Venezuela seizes rice plant from Cargill
By LeiLani Dowell
The government of the Bolivarian Republic of Venezuela ordered the seizure of a rice processing plant owned by U.S agribusiness giant Cargill on March 4, after the company defied new price-control regulations on rice.
In the face of countrywide food shortages, Venezuelan President Hugo Chávez has instituted measures to help ensure that people get a fair price on basic food staples like white rice, sugar, milk and other products. He also imposed regulations so that food producers must devote 70 percent of their production to products that fall under the price controls.
An inspection found that Cargill’s Cristal rice plant, in the northwestern state of Portuguesa, was producing not white rice, but other varieties of rice that were not price-regulated. In addition, the inspection found that the company was circumventing the law by neglecting to print the regulated price on its rice packages.

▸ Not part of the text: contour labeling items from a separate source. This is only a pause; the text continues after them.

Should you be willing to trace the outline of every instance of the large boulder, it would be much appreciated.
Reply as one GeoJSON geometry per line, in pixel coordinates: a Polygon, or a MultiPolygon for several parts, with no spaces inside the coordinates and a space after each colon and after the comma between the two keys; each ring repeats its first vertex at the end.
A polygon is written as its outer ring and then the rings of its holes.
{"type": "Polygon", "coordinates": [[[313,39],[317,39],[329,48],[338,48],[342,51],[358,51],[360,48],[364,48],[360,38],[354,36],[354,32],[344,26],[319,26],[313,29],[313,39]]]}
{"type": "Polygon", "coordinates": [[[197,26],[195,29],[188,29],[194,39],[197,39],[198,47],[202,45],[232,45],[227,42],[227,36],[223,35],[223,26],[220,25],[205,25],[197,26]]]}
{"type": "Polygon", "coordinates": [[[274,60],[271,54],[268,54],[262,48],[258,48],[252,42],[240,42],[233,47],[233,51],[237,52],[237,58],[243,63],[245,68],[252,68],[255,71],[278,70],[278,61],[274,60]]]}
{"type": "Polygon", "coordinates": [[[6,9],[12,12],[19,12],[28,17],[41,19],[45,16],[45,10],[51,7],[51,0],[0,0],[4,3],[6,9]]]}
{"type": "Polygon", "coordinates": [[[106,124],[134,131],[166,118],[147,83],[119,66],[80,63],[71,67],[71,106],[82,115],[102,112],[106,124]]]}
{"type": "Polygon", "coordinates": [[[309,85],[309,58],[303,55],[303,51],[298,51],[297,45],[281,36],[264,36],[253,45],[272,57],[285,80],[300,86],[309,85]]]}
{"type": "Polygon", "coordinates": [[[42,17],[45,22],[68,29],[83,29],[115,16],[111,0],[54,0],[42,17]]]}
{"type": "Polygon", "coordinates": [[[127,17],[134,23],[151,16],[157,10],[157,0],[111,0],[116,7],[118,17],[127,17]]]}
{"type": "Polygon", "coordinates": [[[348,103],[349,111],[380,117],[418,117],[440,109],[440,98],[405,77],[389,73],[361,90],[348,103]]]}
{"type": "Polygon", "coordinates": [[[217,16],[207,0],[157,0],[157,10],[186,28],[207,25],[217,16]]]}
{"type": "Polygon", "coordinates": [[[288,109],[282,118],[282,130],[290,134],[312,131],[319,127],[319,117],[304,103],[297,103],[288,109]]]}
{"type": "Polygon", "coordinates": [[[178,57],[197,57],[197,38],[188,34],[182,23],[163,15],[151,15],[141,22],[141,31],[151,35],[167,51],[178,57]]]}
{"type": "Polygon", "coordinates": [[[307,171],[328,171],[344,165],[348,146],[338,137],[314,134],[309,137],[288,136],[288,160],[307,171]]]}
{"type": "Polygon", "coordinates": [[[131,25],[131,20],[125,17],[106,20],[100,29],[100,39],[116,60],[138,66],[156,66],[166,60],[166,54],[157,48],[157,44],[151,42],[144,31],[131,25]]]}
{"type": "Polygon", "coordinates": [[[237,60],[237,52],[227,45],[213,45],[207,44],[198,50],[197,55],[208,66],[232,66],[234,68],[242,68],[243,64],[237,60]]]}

National Guard troops also occupied a rice mill owned by Venezuela’s biggest food producer, Empresas Polar. Chávez warned the company’s owner, Lorenzo Mendoza, “If you want to take on the government, you’ll find out that this revolution is for real”—meaning the Bolivarian Revolution, Venezuela’s push towards socialism. (Irish Times, March 6) Chávez has previously nationalized the country’s largest telecommunications, electricity and steel companies.